Our application has a large number of modules you can run inside it. Rather than hard-coding a list of classes we need to launch when you select a module, we have a data table that lists the name of the module's DLL and a class to run from it. This way, when we need to add a new module, we just need a new entry in the table. The code that launches the modules doesn't change.

Paul Williams
+1 This is exactly what we are using Reflection for. It isn't a *design smell* so much as a necessity to provide a rich addin/plugin architecture. Without Reflection, this could be a very difficult task to accomplish.
dboarman
+2  A: 

Programming is all about building abstractions. Reflection is a very powerful tool to build abstractions. So no, if it leads to less code that is easier to understand, I wouldn't say it's a design smell.

A number of you have pointed out that reflection has a place in frameworks, testing, mocks etc. How about in line-of-business applications?

In my experience, when you write a line-of-business application of some size, you inevitably end up writing your own domain specific framework and libraries. That's where reflection has it's place.

nikie
A: 

This is one of the stinkiest of smells. A language that is "fully closed" has no need for reflection.

Can you clarify what you mean by "fully closed"?
UserControl
A: 

Anyone can see benefits of using reflection, and I think reflection can help you achieve better design and especially OOP design concepts without writing much more code.

For example, you can build loosely coupled layers that depend on abstraction and use reflection to control behavior specific to instances at runtime.

Most obviously: generalized UI layers/components.

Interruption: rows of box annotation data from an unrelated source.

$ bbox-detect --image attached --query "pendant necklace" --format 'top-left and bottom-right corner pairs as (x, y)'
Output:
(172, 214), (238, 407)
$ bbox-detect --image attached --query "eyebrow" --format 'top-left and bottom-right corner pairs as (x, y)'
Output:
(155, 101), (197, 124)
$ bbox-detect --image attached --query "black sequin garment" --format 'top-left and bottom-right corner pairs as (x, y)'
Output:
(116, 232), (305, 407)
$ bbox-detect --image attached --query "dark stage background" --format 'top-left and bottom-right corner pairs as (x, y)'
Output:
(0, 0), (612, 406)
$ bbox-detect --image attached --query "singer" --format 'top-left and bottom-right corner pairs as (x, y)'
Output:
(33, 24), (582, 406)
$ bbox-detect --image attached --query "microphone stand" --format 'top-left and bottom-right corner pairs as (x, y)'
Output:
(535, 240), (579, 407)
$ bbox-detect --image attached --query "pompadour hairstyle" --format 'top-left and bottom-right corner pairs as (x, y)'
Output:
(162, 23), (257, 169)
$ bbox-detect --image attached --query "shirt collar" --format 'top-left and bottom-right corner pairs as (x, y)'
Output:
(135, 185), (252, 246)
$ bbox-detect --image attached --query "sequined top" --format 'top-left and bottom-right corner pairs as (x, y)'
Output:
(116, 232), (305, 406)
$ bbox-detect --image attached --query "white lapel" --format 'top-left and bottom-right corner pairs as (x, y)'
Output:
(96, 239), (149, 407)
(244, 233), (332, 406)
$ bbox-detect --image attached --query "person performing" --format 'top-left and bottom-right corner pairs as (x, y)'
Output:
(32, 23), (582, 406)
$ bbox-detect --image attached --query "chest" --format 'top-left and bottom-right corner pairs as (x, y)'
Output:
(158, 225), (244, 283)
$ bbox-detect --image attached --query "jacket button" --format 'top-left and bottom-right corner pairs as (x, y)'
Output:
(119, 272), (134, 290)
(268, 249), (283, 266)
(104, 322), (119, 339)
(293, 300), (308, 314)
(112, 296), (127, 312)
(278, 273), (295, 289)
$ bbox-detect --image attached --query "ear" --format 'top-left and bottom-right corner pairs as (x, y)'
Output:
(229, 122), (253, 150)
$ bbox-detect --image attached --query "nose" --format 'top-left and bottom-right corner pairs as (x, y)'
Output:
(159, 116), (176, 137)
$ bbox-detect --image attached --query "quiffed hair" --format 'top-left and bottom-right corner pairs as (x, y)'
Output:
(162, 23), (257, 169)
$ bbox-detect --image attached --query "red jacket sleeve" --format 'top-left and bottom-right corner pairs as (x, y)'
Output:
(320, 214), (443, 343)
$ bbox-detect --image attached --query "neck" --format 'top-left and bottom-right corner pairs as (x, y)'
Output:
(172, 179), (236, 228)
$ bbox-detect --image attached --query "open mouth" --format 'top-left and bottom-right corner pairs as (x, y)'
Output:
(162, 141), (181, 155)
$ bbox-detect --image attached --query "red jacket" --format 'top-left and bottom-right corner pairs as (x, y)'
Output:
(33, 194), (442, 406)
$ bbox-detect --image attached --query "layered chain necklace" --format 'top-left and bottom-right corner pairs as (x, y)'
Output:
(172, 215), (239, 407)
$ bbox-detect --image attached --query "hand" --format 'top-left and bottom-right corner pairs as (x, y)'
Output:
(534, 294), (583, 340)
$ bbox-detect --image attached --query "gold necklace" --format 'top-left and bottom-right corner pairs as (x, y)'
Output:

Flexibility and productivity of ASP.Net MVC and Dynamic data are just an example also you can see GridView as one too.

Ahmed Khalaf
A: 

I'm in the middle of a project that uses (for my first time, ever) Reflection. I have to admit, it doesn't look very good. Normally I strive for very minimal commenting, in the belief that code should be self-commenting to the max extent possible, but with this project I am adding frequent comments; this is both to explain what's going on to the next developer who may have to maintain the code, and as "thinking out loud" for my own benefit.

Bottom line: if it doesn't look obvious, add comments. Always think about the person who comes after you who may have to deal with your mess. Reflection can look messy, so comment accordingly.